When you think of a computer hacker, who comes to mind? It could be this: a teenage boy, sitting in his parents' basement, turning his attention away from his video game long enough to break into his school's computer network so he can alter his grades before they're officially released.
That image might have been accurate a few years ago, but today the game is changing. In the past, hackers and writers of malicious software (aka malware) were seeking attention and notoriety. Creators of viruses and worms were looking for bragging rights. Now they're after money--and they're finding it.
The transformation in motivation has changed the types of attacks, and it has also altered the profile of the attackers. Teens seeking notoriety may still be involved, but these days the likelier culprit is a hardened criminal in search of financial gain.
And that criminal isn't working alone. Loosely organized groups--which Ken Dunham, director of malicious code at security company IDefense, and other security experts call "Web gangs"--conduct much of the illegal activity online. The structure of Web gangs may be patterned on that of traditional organized crime, in which the members of the group may never come into contact with one another and may never be aware of who they are working for.
Many intelligent, tech-savvy criminals now "work as mercenaries for the highest bidder," says Tom Kellerman, until recently a specialist in data risk management for the World Bank. He calls organized Web crime "the cocaine of the new millennium," likening its mystique of lawlessness and easy money to that surrounding drug trafficking in the United States during the 1980s.

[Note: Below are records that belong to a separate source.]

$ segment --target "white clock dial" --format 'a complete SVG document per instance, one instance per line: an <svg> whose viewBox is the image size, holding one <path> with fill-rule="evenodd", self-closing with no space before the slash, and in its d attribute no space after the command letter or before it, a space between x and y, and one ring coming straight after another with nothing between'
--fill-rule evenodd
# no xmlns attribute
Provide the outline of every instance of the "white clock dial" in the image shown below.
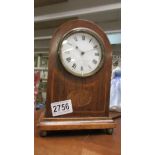
<svg viewBox="0 0 155 155"><path fill-rule="evenodd" d="M89 31L75 31L66 35L59 52L65 69L80 77L93 75L103 62L99 38Z"/></svg>

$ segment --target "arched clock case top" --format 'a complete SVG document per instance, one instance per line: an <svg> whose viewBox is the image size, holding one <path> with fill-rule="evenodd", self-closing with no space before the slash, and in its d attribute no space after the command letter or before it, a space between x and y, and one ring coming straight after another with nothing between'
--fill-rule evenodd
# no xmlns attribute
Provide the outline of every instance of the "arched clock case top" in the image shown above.
<svg viewBox="0 0 155 155"><path fill-rule="evenodd" d="M102 52L98 67L84 76L67 70L61 60L62 41L76 32L88 33L95 37ZM116 124L109 118L111 67L112 48L100 27L93 22L80 19L61 25L51 40L46 110L38 125L40 130L114 128ZM72 101L73 112L53 117L51 103L68 99ZM57 122L62 120L65 124L58 125ZM67 121L72 121L72 123L67 123ZM53 125L53 122L56 123Z"/></svg>

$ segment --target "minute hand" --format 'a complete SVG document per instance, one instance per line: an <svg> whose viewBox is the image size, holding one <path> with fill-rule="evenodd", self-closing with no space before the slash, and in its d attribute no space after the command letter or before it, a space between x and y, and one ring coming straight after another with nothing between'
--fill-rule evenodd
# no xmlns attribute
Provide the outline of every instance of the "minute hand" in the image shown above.
<svg viewBox="0 0 155 155"><path fill-rule="evenodd" d="M94 48L93 49L90 49L90 50L88 50L88 51L85 51L85 52L90 52L90 51L93 51L94 50Z"/></svg>

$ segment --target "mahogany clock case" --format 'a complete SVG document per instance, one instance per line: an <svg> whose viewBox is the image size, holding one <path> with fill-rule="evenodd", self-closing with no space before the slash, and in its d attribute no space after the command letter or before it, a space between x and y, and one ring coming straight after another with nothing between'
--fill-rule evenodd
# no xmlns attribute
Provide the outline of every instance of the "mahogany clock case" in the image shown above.
<svg viewBox="0 0 155 155"><path fill-rule="evenodd" d="M59 46L65 34L73 29L85 28L99 36L104 49L104 62L100 69L88 77L74 76L63 67L59 57ZM73 113L57 118L108 117L112 66L112 48L106 34L95 23L72 20L52 36L48 63L46 118L52 118L51 103L71 99Z"/></svg>

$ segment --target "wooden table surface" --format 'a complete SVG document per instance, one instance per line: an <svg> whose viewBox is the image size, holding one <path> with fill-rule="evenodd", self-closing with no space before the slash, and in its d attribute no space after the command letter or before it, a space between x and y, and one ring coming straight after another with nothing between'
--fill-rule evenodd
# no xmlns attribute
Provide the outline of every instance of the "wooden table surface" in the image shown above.
<svg viewBox="0 0 155 155"><path fill-rule="evenodd" d="M101 131L53 132L40 137L36 127L41 111L34 112L34 155L120 155L121 119L113 135Z"/></svg>

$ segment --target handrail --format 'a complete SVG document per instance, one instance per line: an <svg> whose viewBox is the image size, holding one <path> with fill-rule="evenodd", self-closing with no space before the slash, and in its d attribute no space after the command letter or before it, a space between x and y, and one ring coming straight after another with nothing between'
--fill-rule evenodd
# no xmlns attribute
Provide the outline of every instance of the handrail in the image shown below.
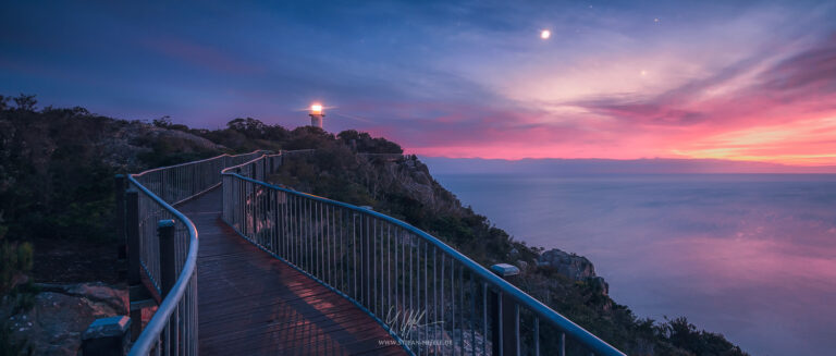
<svg viewBox="0 0 836 356"><path fill-rule="evenodd" d="M162 334L163 329L168 327L171 315L174 312L177 303L183 298L183 295L185 295L188 282L195 274L195 269L197 266L198 241L197 228L192 222L192 220L186 218L186 216L174 209L174 207L170 206L168 202L160 199L157 195L148 191L148 188L136 182L134 176L128 175L128 180L134 183L137 188L147 194L148 197L157 201L169 212L173 213L177 220L180 220L188 229L188 255L186 256L184 268L180 272L180 275L177 275L177 282L174 283L174 286L172 286L169 294L162 300L162 304L160 304L157 312L155 312L151 320L148 321L148 324L143 330L143 333L131 347L131 353L128 355L133 356L148 355L150 354L151 348L157 346L159 342L159 335ZM195 337L195 340L197 340L197 337Z"/></svg>
<svg viewBox="0 0 836 356"><path fill-rule="evenodd" d="M480 330L480 336L481 336L481 344L482 344L482 354L488 354L488 333L489 328L488 323L489 321L492 323L492 327L490 329L491 332L494 333L494 336L491 339L492 347L494 349L499 351L499 354L503 353L503 348L508 347L508 345L505 345L503 347L503 339L502 336L496 337L495 335L502 335L503 334L503 323L505 323L504 320L506 320L502 312L502 306L506 305L503 302L503 297L507 296L509 297L515 304L515 309L513 311L513 315L516 317L516 324L515 324L515 332L516 332L516 354L519 354L520 347L522 347L524 343L526 341L522 341L522 336L520 336L520 317L522 308L527 309L528 311L533 314L533 317L531 318L533 321L533 335L531 336L531 341L529 342L532 348L536 349L536 354L539 354L540 352L540 323L539 320L543 319L546 324L551 324L555 327L558 332L561 333L561 336L557 341L557 353L560 355L564 355L566 344L565 344L565 336L568 335L569 337L578 341L582 346L588 348L589 351L599 354L599 355L624 355L622 352L613 347L612 345L607 344L606 342L602 341L598 336L593 335L589 331L585 330L583 328L579 327L578 324L574 323L573 321L568 320L566 317L560 315L557 311L551 309L540 300L533 298L532 296L528 295L527 293L520 291L515 285L508 283L507 281L503 280L502 278L497 277L496 274L492 273L481 265L475 262L467 256L463 255L455 248L450 247L448 245L441 242L439 238L421 231L420 229L417 229L404 221L401 221L398 219L389 217L383 213L379 213L369 209L360 208L351 204L331 200L328 198L323 198L320 196L296 192L293 189L287 189L282 186L269 184L259 181L263 180L268 169L268 162L270 162L270 167L275 168L274 161L275 158L281 159L281 152L280 155L262 155L258 158L255 158L250 161L244 162L239 165L230 167L222 171L221 175L224 177L222 186L224 189L223 198L224 198L224 211L223 211L223 219L224 221L230 224L234 230L236 230L242 236L244 236L246 240L250 241L251 243L256 244L260 248L271 253L273 256L284 260L285 262L291 263L292 266L296 267L300 271L305 272L309 277L314 278L315 280L319 281L322 284L325 284L327 286L332 287L334 291L341 293L343 296L347 297L352 302L354 302L357 306L362 308L366 312L368 312L370 316L372 316L374 319L377 319L380 323L382 323L385 328L390 330L390 332L396 336L399 341L402 339L408 336L408 334L404 334L404 330L397 330L398 326L397 318L395 322L393 323L392 320L389 320L390 315L392 312L392 292L389 291L389 300L385 300L385 297L383 297L383 293L381 293L381 296L384 300L378 300L378 293L379 291L369 291L371 290L371 283L370 280L373 279L374 287L377 289L378 284L378 277L377 274L371 278L369 275L369 271L359 271L357 269L357 253L356 250L357 246L361 249L359 251L360 255L364 254L371 254L371 257L360 257L360 263L366 265L365 267L371 267L371 263L374 265L374 273L378 271L377 260L373 260L374 258L378 258L378 251L381 254L381 261L380 261L380 270L381 270L381 287L382 284L390 283L386 287L391 290L392 287L392 270L391 270L391 263L392 259L390 256L391 247L392 247L392 241L391 241L391 228L396 228L395 230L395 238L401 238L399 242L396 241L396 245L394 248L395 251L395 267L397 268L397 254L398 254L398 246L397 244L401 244L401 253L406 254L406 249L409 249L409 270L410 273L413 272L413 254L416 249L418 250L418 263L421 263L421 244L420 242L413 241L409 236L417 236L420 241L423 241L423 263L425 263L425 270L423 270L423 303L425 303L425 314L428 314L430 310L428 309L429 305L429 297L428 293L430 291L428 286L428 271L429 268L428 262L428 251L432 249L432 283L433 289L437 287L437 251L441 251L442 255L442 262L441 262L441 299L442 299L442 306L441 306L441 322L443 323L445 321L444 319L444 312L447 310L447 306L444 305L445 298L444 298L444 256L451 257L453 260L455 260L457 263L459 263L459 298L464 299L464 296L468 294L468 291L464 289L464 284L467 283L467 281L464 280L464 272L465 270L470 275L470 289L469 291L469 297L471 299L477 299L480 295L482 297L482 302L479 300L471 300L471 307L472 310L462 310L459 309L459 317L462 317L462 320L458 320L459 328L456 329L456 300L455 300L455 289L454 289L454 281L455 281L455 273L453 272L456 268L456 266L451 261L450 270L451 273L450 277L450 286L451 286L451 297L452 300L452 314L453 314L453 326L450 329L450 331L446 331L445 326L441 327L432 327L427 328L425 326L423 332L425 336L427 333L432 332L433 334L438 333L438 329L441 328L441 334L444 335L445 333L448 334L450 339L457 339L457 341L460 343L460 348L464 352L466 349L465 341L468 339L466 335L467 332L470 332L469 337L469 347L472 353L476 353L477 351L477 341L479 341L476 337L476 330L474 326L474 321L481 321L483 323L482 330ZM271 161L268 161L268 159L271 159ZM259 164L259 162L261 162ZM251 175L251 176L245 176L245 175ZM293 197L298 197L299 199L293 199ZM324 207L323 207L324 205ZM354 272L354 287L352 289L351 283L348 285L344 284L344 281L341 281L339 278L334 279L334 273L330 270L331 265L328 266L328 271L323 272L325 269L325 260L328 259L328 263L344 263L343 260L351 259L351 256L345 255L346 253L344 250L337 250L335 246L328 245L330 240L335 238L336 234L341 235L341 238L343 237L343 228L347 226L348 224L345 223L343 220L344 217L347 217L343 210L337 211L336 209L330 209L328 207L333 208L340 208L344 209L345 211L351 211L351 219L352 219L352 229L354 229L354 242L353 246L355 250L352 251L354 254L354 269L352 270ZM318 212L317 212L318 210ZM324 211L324 214L323 214ZM317 213L319 213L319 217L317 217ZM329 214L330 213L330 214ZM339 214L339 219L337 219ZM366 217L366 219L360 218L360 235L359 245L356 245L356 237L357 237L357 217ZM280 219L280 217L282 219ZM260 220L258 220L260 219ZM386 267L383 266L383 249L386 248L383 246L383 235L379 235L377 231L377 226L379 222L384 222L385 224L381 224L381 229L383 225L386 226L389 237L389 249L386 250L385 259L389 260L389 270L386 270ZM374 232L370 233L369 230L372 230L372 224ZM398 233L397 228L402 229L405 233ZM339 230L336 232L335 230ZM303 236L293 236L292 234L286 234L288 231L292 232L300 232L300 234L306 235ZM365 235L364 235L365 231ZM324 237L323 237L324 236ZM364 237L365 236L365 237ZM379 238L380 237L380 238ZM365 245L362 240L366 238ZM381 246L380 250L378 250L378 241L380 241ZM352 243L352 241L349 241ZM318 246L312 246L314 244L319 244ZM373 247L370 247L371 244L373 244ZM426 244L429 244L427 246ZM345 248L346 246L342 246L342 248ZM328 255L331 254L331 255ZM336 254L342 254L340 256L334 256ZM321 257L320 255L324 255L327 257ZM406 263L405 256L403 255L404 260L402 260L402 263ZM340 258L340 261L337 262L334 258ZM312 263L312 265L311 265ZM345 267L345 266L343 266ZM334 269L336 269L337 266L334 265ZM420 266L418 267L420 269ZM351 273L352 271L347 271L351 269L351 266L346 269L346 273ZM361 269L360 269L361 270ZM342 273L342 272L340 272ZM360 275L358 277L357 273ZM388 281L384 281L386 278L383 275L384 273L389 273ZM414 279L416 275L409 275L404 273L403 271L395 271L395 281L394 281L394 287L395 287L395 303L394 308L396 314L399 312L413 312L413 284ZM399 274L398 274L399 273ZM418 283L421 282L421 271L418 271ZM482 281L483 292L478 293L475 289L474 281L475 279L479 279ZM366 283L367 285L360 285L360 290L358 291L357 281L360 281L360 284ZM365 279L365 280L364 280ZM403 279L403 282L402 280ZM397 298L401 296L397 295L398 287L404 287L403 283L407 283L406 280L409 279L409 308L406 308L405 304L398 305ZM351 280L351 277L349 277ZM341 284L341 282L343 282ZM336 284L336 286L334 285ZM340 287L346 286L342 291ZM493 316L489 318L488 316L488 309L489 309L489 294L488 287L491 287L493 291L495 291L495 302L492 302L493 306L499 306L499 317ZM362 291L362 289L367 289L367 291ZM421 285L417 286L418 294L420 294ZM373 293L373 295L372 295ZM433 293L433 303L437 300L437 291L432 291ZM404 294L406 292L404 291ZM406 296L404 296L406 298ZM373 302L370 302L372 300ZM418 307L420 308L420 295L417 297L417 300L419 302ZM460 302L462 306L465 307L464 302ZM482 305L482 311L483 316L479 316L476 312L477 305ZM385 310L384 306L389 306L389 310ZM433 308L435 310L439 309L438 305L433 305ZM505 311L505 312L512 312L512 311ZM386 314L386 315L384 315ZM428 320L429 316L423 316ZM438 316L437 316L438 317ZM469 318L469 329L467 326L465 326L465 317ZM501 320L497 320L501 319ZM388 319L388 320L382 320ZM433 319L433 322L437 322L439 319ZM511 319L508 319L511 320ZM415 327L415 326L413 326ZM499 329L499 333L497 330ZM456 336L456 332L458 331L458 336ZM410 328L411 332L411 328ZM509 331L505 331L509 332ZM493 343L499 343L497 345ZM404 344L405 345L405 344ZM409 347L405 347L408 351L413 352ZM419 353L421 352L421 348L418 348Z"/></svg>
<svg viewBox="0 0 836 356"><path fill-rule="evenodd" d="M198 161L155 168L127 175L130 186L137 189L136 221L134 229L142 269L151 285L164 298L151 320L133 344L130 355L149 355L155 348L162 354L197 354L197 250L198 235L195 224L173 206L198 196L221 182L220 171L225 167L247 161L262 155L257 150L244 155L221 155ZM151 188L153 187L153 188ZM156 191L156 192L155 192ZM131 211L131 210L128 210ZM176 282L171 286L161 285L162 246L152 235L160 220L174 219L174 242L170 247L174 255ZM130 221L130 219L128 219ZM131 234L128 234L131 236ZM133 320L142 323L142 320ZM164 349L162 349L164 348Z"/></svg>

And online attacks are certainly on the rise: Investigators uncovered more than 422 new Internet security vulnerabilities during the second quarter of 2005, according to a security report for that time period that the SANS Institute released in July. This figure represents an increase of nearly 20 percent over the corresponding number for the second quarter of 2004.
In its report, SANS asserted that people who don't address these critical new Internet security vulnerabilities face a heightened threat that remote, unauthorized hackers "will take control of their PCs and use them for identity theft, for industrial espionage, or for distributing spam or pornography."